Issue No. 12 | June 16-30, 2013By Lt General (Retd) P.C. Katoch

The Home Ministry must take full control with a 24 x 7 operations room and coordinate the counter Maoist operations including implementation of a cohesive strategy encompassing the politicoeconomic-socio aspects of the problem

The audacious attack by Naxals on the Congress motorcade killing 27 including 10 policemen and injuring some 36 on May 25 in Chhattisgarh yet again exposed our inability to come to grips with the Maoist insurgency and failure to learn from previous incidents. Over 200 Maoists ambushed a convoy of Congress leaders in the dense forest of Jagdalpur in Chhattisgarh. The killed included former Union Minister V.C. Shukla, Chhattisgarh Congress Chief Nand Kumar Patel, senior leader Mahendra Karma and ex-MLA Uday Mudliyar.

The National Investigation Agency is probing why this happened. What may eventually get released to media may have various compulsions but the facts on ground are crystal clear. The fact is that no road opening was done in the first place and this was not possible either with the Congress motorcade deciding on its own to return along the same route. Sending a vehicle along the road in an hour or so in advance can under no circumstances be considered road opening. In any event, considering the distances, adequate number of security forces were unlikely available to do road opening along the entire route.

However, it was possible to do selective picketing including essentially covering all the likely ambush points but this can only be undertaken by a well trained force that sites itself tactically that can deter possible attack in large numbers. Ironically, this was a wonderful ambush site with curving stretch of roads with dominating heights providing long distance observations. Only respective PSOs of the politicians were accompanying the motorcade with some carrying the ancient 7.62mm SLRs dwarfed by the fire of the Maoists automatic weapons. The vehicles were moving bumper to bumper under the misperception that the numbered closeness would draw strength from each other. This actually provided the most lucrative target to the Maoists who blew up the second lead vehicle through an IED blast, followed by heavy firing and cold blooded murder. How many weapons of the accompanying PSOs were taken away by the Maoists have not been revealed but it has emerged that Maoists could have ensured that there are no survivors were they not looking for only selected kills.

The Maoists, many of them women, were calm, methodical and unaffected by killings – akin to the LTTE. If this was a motorcade, in many previous incidents, particularly in Dantewada, Garhchiroli and Latehar, even CRPF columns on foot have suffered heavy casualties moving bunched up in a single file along roads and tracks. This was a motorcade that fortunately had less numbers killed only because the Maoists were in merciful mood. Even earlier incidents have shown little or no coordination between the civil police and the CRPF. The real intelligence has to come from ground level with top down intelligence only add on but the hard fact is that you cannot leave everything to chance in insurgency affected areas despite tactical pauses in hostilities.

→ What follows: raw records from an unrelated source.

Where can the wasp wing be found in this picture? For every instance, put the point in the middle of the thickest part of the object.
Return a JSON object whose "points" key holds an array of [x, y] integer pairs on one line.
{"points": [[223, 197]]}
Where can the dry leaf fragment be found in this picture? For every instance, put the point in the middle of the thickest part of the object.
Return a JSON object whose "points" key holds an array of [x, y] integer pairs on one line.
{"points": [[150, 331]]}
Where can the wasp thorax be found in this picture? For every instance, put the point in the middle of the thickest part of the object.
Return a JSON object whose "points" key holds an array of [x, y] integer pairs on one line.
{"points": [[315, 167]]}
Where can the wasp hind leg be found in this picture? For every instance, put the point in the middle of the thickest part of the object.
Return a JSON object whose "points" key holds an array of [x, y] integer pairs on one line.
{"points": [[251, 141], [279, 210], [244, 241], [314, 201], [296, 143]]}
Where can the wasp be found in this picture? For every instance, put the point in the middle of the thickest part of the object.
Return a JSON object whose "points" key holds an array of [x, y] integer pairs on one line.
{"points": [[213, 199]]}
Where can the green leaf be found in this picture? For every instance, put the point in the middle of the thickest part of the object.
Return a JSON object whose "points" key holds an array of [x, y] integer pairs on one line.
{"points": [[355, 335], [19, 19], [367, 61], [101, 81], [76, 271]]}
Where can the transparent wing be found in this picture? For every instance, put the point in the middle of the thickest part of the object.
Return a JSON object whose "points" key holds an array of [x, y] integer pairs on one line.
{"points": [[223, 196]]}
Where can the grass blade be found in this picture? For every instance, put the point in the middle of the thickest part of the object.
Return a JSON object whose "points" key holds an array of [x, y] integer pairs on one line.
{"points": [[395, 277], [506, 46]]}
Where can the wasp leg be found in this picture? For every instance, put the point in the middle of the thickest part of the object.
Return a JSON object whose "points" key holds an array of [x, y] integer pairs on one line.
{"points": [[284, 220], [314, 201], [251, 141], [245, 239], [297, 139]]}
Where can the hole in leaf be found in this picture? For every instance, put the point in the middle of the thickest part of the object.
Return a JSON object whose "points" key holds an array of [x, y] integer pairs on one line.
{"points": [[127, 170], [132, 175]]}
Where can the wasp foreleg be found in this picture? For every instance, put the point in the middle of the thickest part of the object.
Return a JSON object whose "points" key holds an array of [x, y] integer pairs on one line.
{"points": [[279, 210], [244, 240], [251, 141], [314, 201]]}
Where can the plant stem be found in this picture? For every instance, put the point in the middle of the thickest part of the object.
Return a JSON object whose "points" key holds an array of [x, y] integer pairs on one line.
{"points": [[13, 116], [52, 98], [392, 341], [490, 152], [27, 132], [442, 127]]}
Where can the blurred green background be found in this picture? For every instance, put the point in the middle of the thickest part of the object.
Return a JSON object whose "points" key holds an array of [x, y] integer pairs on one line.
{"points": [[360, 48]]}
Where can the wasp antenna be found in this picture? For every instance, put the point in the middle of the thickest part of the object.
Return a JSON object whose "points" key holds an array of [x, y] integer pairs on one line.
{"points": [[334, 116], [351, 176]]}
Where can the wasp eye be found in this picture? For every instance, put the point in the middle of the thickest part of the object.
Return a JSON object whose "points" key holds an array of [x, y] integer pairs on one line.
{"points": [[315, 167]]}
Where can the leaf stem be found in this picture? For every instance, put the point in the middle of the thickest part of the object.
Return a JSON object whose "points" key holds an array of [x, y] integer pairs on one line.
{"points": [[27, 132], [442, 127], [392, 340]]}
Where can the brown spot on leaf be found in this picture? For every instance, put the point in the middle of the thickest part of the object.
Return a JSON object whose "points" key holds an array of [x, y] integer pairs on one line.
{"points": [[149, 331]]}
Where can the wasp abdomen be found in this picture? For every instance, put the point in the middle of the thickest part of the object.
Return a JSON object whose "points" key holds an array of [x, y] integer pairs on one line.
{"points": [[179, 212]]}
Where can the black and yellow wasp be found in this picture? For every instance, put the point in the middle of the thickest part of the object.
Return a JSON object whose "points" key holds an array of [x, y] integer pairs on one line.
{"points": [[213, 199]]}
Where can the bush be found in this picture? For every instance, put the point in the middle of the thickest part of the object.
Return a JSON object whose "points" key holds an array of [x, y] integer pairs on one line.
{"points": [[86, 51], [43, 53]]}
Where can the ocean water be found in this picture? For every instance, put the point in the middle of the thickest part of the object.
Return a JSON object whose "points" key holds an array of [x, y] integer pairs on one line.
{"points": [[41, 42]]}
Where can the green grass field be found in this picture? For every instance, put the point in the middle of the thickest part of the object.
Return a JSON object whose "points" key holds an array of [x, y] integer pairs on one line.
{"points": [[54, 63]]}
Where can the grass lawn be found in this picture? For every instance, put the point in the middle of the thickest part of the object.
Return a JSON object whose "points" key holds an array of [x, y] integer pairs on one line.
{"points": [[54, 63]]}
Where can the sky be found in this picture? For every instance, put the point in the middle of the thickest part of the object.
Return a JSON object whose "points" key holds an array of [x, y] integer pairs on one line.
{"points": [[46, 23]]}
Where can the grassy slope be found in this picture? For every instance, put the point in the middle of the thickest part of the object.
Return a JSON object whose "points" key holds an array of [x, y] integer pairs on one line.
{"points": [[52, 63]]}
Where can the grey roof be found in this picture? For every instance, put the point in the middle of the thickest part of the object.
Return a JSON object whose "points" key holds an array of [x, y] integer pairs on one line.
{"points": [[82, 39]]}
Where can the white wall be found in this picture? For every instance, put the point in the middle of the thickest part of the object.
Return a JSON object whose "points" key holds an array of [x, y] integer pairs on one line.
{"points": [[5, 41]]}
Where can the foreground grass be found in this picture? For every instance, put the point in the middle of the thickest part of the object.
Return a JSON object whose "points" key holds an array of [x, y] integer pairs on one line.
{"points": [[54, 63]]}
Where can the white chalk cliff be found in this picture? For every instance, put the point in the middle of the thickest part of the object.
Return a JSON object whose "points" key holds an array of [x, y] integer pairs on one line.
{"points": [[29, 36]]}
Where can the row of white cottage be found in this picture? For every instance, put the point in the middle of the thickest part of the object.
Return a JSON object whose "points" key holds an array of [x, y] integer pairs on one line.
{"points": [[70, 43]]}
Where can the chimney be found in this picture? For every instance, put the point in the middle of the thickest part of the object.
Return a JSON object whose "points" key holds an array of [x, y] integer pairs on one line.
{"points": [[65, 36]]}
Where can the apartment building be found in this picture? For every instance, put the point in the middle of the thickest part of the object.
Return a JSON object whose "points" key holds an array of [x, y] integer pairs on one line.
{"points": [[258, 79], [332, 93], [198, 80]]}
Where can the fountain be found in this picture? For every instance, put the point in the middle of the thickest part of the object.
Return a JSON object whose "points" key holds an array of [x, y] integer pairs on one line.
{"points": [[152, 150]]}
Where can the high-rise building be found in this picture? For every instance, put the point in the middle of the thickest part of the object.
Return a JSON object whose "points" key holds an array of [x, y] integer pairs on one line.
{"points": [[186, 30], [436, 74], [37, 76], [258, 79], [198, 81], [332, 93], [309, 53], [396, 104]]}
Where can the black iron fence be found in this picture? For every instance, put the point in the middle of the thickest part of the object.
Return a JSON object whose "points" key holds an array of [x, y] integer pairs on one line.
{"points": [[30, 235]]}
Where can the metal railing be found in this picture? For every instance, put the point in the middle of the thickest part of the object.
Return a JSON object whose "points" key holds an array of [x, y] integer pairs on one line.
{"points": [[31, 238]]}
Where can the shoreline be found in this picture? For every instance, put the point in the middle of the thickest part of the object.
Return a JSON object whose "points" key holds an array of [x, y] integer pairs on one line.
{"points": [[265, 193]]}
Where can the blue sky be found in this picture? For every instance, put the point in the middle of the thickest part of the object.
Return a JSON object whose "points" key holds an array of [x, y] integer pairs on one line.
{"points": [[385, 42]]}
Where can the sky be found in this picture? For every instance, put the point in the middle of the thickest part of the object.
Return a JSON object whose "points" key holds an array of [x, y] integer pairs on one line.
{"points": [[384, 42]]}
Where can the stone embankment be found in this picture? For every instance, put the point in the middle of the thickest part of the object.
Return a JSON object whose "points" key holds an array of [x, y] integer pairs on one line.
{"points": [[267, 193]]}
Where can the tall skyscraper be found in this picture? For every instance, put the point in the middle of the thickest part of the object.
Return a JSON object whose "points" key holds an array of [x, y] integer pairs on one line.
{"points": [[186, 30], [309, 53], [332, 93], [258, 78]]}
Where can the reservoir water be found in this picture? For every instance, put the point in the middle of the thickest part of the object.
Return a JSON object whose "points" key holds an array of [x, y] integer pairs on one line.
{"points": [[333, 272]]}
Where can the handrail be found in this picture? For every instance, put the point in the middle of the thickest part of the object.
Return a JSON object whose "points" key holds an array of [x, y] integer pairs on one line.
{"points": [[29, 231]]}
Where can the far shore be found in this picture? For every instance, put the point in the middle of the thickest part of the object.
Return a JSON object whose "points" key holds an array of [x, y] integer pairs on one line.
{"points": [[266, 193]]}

A dispassionate analysis would show there are ample indications that the Maoist insurgency is on the rise. Raising more police forces and dishing out more central forces to the states with periodic warnings (read intelligence) to be on the alert has been a failure and will continue to be so. Customary Centre- State blame game and politicising every incident is of no use. The Home Ministry must take full control with a 24 x 7 operations room and coordinate the counter Maoist operations including implementation of a cohesive strategy encompassing the politico-economic-socio aspects of the problem. It is time to acknowledge that our existing Central Armed Police Forces are not geared to take on the Maoists. These units must be reorganised, officered, manned, equipped and trained like the Rashtriya Rifles or the Assam Rifles. They must have officers from their own cadre who should lead them from the front. It is reported that at least 1,000 more police forces have been rushed to Bastar area. Caution is needed to avoid collateral damage and innocent killings at all costs.


The views expressed herein are the personal views of the author.